By the 1870s suffragists had developed two national suffrage organizations run by women — the American Woman Suffrage Association founded and led by Lucy Stone and the National Woman Suffrage Association founded and led by Elizabeth Cady Stanton and Susan B. Anthony. Two decades later these two associations merged into the National American Women Suffrage Association. But until Alice Paul’s National Woman’s Party in the twentieth century, both employed only the feeble weapons of outsiders denied the essential political tool in a democracy. Having no votes, they used their voices, pens, legs, and minds to petition, lecture, write pamphlets and articles, and increasingly lobby both state and congressional committees. They organized newspapers, most notably Stone’s Woman’s Journal, and they held the movement together through the friendships that turned them into sisters with a cause.
The suffragists fought against an opposition that at first paid them no attention. Gradually when the logic and justice of their cause moved through a previously closed door of opinion into the vestibule of acceptance, their opponents took notice and began to circumvent their efforts by legal and constitutional maneuvers. In time success led to an organized opposition of men and women, and suffrage became one of the few reforms ever rejected by some of those whose lives it would improve. To the chagrin of Stone, Stanton, Anthony, and Willard, critics made the case that women did not want the vote. Therefore, went this easy dismissal, why give it to them?

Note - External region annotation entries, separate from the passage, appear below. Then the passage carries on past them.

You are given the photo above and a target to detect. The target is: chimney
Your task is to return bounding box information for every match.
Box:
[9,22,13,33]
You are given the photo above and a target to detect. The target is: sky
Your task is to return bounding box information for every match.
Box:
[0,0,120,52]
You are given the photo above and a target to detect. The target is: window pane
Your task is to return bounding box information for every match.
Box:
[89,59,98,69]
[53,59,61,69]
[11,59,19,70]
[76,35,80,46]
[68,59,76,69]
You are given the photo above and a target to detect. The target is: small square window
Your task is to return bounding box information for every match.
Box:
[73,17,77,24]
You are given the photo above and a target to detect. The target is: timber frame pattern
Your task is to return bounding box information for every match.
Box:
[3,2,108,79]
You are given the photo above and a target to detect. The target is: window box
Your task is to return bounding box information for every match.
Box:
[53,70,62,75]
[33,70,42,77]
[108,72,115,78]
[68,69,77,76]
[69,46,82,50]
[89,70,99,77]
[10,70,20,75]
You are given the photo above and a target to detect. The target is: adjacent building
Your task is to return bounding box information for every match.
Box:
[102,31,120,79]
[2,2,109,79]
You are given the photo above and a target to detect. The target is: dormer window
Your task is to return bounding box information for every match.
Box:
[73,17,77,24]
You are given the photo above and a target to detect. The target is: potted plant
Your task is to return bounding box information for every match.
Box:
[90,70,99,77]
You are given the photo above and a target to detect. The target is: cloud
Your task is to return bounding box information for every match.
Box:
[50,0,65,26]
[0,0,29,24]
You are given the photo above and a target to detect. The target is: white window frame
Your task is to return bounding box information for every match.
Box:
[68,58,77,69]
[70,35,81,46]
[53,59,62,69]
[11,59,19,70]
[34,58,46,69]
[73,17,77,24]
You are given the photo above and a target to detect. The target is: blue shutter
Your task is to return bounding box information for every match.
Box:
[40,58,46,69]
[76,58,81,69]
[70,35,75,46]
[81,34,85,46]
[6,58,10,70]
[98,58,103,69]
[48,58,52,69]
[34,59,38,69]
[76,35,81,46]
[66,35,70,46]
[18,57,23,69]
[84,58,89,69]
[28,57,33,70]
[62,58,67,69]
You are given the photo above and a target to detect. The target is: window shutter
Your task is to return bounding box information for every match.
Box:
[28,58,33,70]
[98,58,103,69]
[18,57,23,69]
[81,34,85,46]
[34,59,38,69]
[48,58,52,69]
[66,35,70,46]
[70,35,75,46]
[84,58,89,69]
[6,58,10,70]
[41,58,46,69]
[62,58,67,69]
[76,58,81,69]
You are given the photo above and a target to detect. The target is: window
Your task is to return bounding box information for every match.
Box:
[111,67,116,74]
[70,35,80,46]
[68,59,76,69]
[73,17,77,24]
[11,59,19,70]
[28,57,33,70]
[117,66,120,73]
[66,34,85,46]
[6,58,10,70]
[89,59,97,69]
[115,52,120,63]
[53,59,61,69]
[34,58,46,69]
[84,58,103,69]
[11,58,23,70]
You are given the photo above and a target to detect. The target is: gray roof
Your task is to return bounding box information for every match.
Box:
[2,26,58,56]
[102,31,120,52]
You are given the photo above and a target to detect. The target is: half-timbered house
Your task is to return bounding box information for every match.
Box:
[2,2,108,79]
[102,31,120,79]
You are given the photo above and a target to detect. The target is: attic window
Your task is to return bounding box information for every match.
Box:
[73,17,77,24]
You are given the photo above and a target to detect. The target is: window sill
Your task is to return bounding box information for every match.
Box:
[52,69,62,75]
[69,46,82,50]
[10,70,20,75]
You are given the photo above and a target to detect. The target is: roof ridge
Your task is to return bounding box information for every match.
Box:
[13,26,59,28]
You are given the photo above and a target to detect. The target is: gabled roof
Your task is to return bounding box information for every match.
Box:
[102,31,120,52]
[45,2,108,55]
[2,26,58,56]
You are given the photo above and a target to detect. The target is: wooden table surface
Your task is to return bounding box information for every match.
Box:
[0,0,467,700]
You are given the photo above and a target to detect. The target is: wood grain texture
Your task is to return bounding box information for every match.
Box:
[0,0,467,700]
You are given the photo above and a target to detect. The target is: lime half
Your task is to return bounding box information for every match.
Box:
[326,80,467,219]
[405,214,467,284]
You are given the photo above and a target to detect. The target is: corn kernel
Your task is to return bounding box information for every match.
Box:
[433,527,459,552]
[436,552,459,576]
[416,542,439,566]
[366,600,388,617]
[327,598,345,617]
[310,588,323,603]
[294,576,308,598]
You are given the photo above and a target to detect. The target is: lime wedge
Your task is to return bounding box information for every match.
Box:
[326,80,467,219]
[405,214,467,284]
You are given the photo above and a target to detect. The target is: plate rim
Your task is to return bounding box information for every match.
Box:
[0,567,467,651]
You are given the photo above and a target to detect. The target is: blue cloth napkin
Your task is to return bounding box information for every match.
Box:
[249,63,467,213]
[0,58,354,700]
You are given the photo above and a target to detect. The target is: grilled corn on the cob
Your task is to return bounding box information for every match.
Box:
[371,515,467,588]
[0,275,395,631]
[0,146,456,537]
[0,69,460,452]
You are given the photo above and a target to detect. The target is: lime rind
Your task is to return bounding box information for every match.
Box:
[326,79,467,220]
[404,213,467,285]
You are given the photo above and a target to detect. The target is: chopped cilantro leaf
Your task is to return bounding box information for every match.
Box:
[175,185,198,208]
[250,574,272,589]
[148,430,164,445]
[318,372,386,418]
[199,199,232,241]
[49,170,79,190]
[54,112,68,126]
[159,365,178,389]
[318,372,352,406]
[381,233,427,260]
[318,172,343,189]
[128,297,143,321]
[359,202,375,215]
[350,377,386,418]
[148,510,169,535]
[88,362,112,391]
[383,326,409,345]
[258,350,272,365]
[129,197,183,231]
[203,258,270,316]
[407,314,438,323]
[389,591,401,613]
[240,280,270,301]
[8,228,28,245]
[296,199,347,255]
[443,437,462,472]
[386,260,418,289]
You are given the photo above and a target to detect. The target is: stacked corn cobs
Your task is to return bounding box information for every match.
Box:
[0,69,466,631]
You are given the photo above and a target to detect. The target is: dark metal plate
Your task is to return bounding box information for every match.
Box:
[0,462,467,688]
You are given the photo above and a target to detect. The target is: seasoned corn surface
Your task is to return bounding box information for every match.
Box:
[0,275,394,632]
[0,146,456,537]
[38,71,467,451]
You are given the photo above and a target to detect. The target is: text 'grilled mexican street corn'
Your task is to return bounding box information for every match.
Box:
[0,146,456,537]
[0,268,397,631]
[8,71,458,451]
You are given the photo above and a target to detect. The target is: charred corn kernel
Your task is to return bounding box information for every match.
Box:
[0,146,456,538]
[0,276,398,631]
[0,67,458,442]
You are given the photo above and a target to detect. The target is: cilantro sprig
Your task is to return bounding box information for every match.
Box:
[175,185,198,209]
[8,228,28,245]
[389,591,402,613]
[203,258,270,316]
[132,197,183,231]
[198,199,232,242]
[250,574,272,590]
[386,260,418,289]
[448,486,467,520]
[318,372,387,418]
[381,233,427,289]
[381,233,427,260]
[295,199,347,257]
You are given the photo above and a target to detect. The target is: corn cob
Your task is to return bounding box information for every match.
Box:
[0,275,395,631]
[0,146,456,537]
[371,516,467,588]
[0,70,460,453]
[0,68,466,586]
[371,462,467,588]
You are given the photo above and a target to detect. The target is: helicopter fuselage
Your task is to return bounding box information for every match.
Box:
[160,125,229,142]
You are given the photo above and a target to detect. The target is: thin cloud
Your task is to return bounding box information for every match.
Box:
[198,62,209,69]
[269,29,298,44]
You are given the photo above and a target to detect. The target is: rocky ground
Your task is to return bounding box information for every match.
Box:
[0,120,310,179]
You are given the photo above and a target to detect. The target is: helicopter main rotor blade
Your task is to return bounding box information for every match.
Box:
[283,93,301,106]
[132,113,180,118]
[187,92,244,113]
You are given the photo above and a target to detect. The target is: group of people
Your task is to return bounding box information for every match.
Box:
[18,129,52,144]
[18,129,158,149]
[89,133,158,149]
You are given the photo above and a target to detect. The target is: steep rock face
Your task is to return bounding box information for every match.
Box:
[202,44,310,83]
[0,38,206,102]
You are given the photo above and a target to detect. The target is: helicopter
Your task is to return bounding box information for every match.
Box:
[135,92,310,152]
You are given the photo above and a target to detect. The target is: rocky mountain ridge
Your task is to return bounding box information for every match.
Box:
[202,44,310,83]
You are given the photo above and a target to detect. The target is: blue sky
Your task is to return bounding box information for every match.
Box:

By 1900 only four states — all in the West and all accepting women’s suffrage because of special circumstances that had little to do with its justice or usefulness for women — gave women the right to vote. Another nineteen states had limited suffrage, permitting female voting only in elections for school boards and city officers. Given the attractions of this restricted ballot, it became an open question within the ranks — with Anthony always opposed — as to whether to accept the partial ballot or demand complete suffrage. No matter what the opportunity, during the nadir of the movement from 1885 to 1910, the suffragists traveled ceaselessly across the United States to increase the number of states where women could vote. Often they failed, but in the process they publicized their cause.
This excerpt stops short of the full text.